Immer wieder taucht die Idee der dominanten Frau auf, die zwar nicht formal, aber dafür umso realer die Macht in Händen hält. Sie steuert aus dem Hintergrund den Mann, der gefügig ihrem Willen folgt. In Wirklichkeit hat doch sie die Hosen an. Was soll also das ganze Gezeter um Gleichberechtigung?
Die Begegnung mit dem Alltag von Frauen in Extremsituationen kuriert einen ganz rasch von solch fantastischen Absurditäten – so geschehen vor 4 Jahren, anlässlich eines Besuchs bei Bewohnerinnen eines arabischen Dorfes in einer Krisenregion. Wir, ein paar westliche Frauen, trafen uns in einer konservativ geprägten Gegend mit muslimischen Frauen. Politische Unsicherheit, Polizeikontrollen, Strassensperren und Bomben aus der Luft und am Boden gehören zur ständigen Bedrohung. Wir sprachen über Ängste und ich war erschüttert, als eine um die andere als die stärkste Bedrohung “mein Vater”, “mein Ehemann” oder “mein Bruder” nannte. Das hätte ich nicht erwartet. Die Machtverhältnisse so plakativ vor Augen gemalt zu bekommen, hat mich nachhaltig beeindruckt. Dass Frauen aus dieser Notlage heraus andere Wege suchen, um zu überleben und den Mann zu ihren Gunsten zu beeinflussen, leuchtet ein.

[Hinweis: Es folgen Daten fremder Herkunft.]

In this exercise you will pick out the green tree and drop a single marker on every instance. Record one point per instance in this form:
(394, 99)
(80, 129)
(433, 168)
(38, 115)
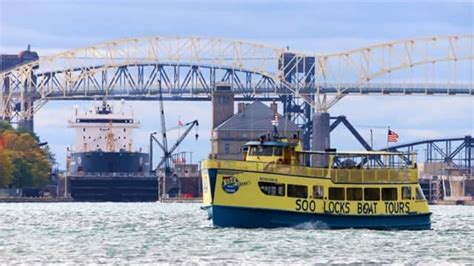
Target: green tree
(30, 164)
(4, 125)
(6, 169)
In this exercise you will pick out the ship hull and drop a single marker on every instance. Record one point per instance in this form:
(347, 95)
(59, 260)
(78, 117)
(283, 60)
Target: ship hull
(114, 189)
(112, 176)
(225, 216)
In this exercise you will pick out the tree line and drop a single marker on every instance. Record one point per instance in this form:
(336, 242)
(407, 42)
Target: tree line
(23, 163)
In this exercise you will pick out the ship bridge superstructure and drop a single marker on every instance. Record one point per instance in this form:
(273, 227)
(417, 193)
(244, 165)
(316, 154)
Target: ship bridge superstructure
(104, 128)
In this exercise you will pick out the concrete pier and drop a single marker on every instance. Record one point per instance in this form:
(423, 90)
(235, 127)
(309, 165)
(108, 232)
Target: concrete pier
(320, 138)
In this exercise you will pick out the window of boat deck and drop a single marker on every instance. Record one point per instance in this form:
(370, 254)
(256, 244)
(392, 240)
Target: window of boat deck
(336, 193)
(297, 191)
(419, 194)
(389, 193)
(272, 189)
(265, 151)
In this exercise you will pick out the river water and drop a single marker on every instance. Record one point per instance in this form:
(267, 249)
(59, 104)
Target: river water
(180, 233)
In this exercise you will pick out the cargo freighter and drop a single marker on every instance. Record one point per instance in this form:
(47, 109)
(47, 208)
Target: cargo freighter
(274, 187)
(104, 166)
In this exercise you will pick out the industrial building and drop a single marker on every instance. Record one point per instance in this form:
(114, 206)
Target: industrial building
(231, 131)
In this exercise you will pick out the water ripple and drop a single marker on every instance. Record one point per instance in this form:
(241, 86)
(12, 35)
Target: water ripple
(120, 233)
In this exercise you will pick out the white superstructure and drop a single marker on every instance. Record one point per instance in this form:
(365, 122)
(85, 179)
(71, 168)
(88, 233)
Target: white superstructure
(104, 129)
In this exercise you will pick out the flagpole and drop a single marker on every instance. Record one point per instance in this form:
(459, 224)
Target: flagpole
(388, 132)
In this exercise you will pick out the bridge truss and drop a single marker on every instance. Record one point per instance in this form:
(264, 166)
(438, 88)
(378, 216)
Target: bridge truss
(457, 153)
(190, 68)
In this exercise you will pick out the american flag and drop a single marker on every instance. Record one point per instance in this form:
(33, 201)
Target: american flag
(392, 136)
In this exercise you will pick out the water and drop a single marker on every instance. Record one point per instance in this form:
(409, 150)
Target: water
(179, 233)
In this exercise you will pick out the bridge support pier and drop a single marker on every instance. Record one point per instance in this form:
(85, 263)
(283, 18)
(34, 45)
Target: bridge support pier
(26, 125)
(320, 138)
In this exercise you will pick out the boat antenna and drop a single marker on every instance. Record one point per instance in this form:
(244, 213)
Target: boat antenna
(275, 124)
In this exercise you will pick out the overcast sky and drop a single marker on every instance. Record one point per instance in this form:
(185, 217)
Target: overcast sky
(316, 26)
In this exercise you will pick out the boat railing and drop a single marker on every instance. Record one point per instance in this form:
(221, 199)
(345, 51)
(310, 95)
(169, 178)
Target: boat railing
(355, 175)
(110, 174)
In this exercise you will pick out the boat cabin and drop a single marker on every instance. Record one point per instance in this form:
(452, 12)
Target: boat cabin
(289, 152)
(280, 151)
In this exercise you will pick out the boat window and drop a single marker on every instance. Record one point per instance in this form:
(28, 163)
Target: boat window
(353, 193)
(371, 193)
(406, 193)
(318, 192)
(297, 191)
(419, 194)
(265, 151)
(389, 193)
(272, 189)
(227, 148)
(253, 151)
(261, 151)
(277, 151)
(336, 193)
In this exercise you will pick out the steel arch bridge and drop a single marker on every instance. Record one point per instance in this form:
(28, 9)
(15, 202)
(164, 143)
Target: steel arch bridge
(190, 68)
(458, 152)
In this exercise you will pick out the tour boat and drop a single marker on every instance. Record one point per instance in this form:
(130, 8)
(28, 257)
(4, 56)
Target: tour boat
(274, 186)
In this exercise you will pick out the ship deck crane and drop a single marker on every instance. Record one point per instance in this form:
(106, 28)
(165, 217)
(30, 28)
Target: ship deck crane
(166, 159)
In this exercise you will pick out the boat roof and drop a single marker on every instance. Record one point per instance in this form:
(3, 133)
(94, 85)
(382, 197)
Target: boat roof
(357, 153)
(268, 143)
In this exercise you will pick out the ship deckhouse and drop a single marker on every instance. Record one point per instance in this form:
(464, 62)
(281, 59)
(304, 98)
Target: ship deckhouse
(104, 129)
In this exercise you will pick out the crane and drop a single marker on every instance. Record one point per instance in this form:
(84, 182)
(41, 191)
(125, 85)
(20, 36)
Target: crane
(166, 159)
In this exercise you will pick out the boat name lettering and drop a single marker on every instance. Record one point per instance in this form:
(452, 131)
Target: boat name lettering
(230, 184)
(338, 207)
(367, 208)
(305, 205)
(397, 207)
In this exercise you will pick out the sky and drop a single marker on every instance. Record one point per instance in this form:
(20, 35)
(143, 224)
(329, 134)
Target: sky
(315, 26)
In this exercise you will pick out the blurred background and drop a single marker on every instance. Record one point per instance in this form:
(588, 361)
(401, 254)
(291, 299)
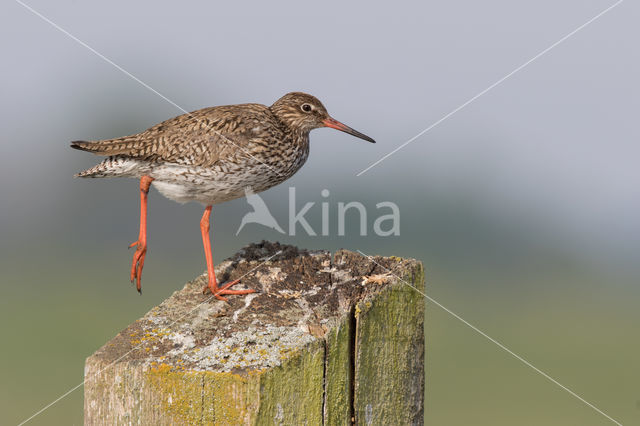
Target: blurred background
(523, 206)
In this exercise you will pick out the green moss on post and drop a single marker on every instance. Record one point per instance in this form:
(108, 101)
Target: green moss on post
(338, 397)
(327, 339)
(389, 360)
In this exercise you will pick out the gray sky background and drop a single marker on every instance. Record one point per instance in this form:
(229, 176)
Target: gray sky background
(555, 147)
(523, 206)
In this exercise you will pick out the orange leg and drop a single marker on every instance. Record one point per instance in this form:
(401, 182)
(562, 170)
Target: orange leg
(218, 292)
(141, 244)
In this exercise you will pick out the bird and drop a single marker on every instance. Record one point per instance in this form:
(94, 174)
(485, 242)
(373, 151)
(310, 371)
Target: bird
(211, 156)
(260, 213)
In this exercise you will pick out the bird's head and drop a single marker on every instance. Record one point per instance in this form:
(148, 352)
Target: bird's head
(303, 112)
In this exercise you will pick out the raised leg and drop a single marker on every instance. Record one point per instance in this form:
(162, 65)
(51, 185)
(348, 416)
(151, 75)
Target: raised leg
(141, 245)
(218, 292)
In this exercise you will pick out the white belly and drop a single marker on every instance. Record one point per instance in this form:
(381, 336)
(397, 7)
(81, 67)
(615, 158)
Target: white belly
(207, 185)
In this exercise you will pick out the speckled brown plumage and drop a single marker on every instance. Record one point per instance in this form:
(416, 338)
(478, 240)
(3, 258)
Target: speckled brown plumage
(213, 155)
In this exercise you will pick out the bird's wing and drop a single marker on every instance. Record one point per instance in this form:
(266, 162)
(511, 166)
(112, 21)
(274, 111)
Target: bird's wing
(200, 138)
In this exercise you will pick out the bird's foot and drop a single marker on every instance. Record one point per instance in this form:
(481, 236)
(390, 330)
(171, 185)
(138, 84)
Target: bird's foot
(138, 262)
(219, 292)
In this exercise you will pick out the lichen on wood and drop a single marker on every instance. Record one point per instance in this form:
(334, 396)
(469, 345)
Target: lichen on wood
(309, 348)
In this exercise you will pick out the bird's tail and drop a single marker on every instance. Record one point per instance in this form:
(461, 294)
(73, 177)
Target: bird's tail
(117, 146)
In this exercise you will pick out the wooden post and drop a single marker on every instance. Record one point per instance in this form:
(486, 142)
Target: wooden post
(330, 340)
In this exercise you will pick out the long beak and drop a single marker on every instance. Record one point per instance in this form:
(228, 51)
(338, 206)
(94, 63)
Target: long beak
(335, 124)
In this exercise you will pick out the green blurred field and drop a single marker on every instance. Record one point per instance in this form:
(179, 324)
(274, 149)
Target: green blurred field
(566, 321)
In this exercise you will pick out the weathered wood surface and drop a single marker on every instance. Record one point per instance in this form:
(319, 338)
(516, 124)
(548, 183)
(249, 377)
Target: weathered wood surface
(329, 340)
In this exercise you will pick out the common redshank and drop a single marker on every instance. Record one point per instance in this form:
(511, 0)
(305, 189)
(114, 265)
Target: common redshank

Üben sie subtil emotionalen Druck aus? Versuchen sie, ihn zu hintergehen? Gut möglich. Die Machtverhältnisse kehrt es deswegen trotzdem nicht um.
Es ist einfach, diese Einseitigkeit im Fremden zu erkennen und verurteilen. Die Anlage dazu steckt aber in uns Menschen und auch die westliche Geschichte erzählt uns von dieser Unterdrückung. Klar, in unseren Breitengraden sind Frauen und Männer von Gesetzes wegen gleichgestellt – seit Kurzem. Und doch sitzen uns diese Machtverhältnisse nach wie vor in den Knochen. Es braucht die aktive Bemühung von beiden Seiten, damit sich nachhaltig eine Kultur entwickeln kann, in der Frauen frei ihre Meinung und ihre Bedürfnisse äussern können und Männer ihnen Gehör schenken. Frauen müssen dabei unter anderem ihre Ängste überwinden – einige vor roher Gewalt, die meisten aber vor dem Ignoriert werden, vor heftig vorgetragenen Gegenargumenten, vor emotionaler Strafe, Zynismus, Lautstärke, Belehrung. Und Männer müssen sich ihrer potentiellen Macht bewusst werden und diese ablegen – was biblisch gesehen ein absolut lobenswerter Akt ist. Da es sich nicht um einen Machtkampf handelt, sondern um die Suche nach dem gemeinsamen Weg, könnte dieses Vorhaben von Erfolg gekrönt sein. Ich kenne genug Männer und Frauen, die genau diesen Machtverzicht zu leben versuchen – in der Zusammenarbeit in Teams, aber auch in der Ehe – und dabei gute Früchte ernten. Billig zu haben ist diese Versöhnung der Geschlechter nicht, aber glücklicherweise gehört sie mit zu den Errungenschaften, die Christus am Kreuz für uns zugänglich macht.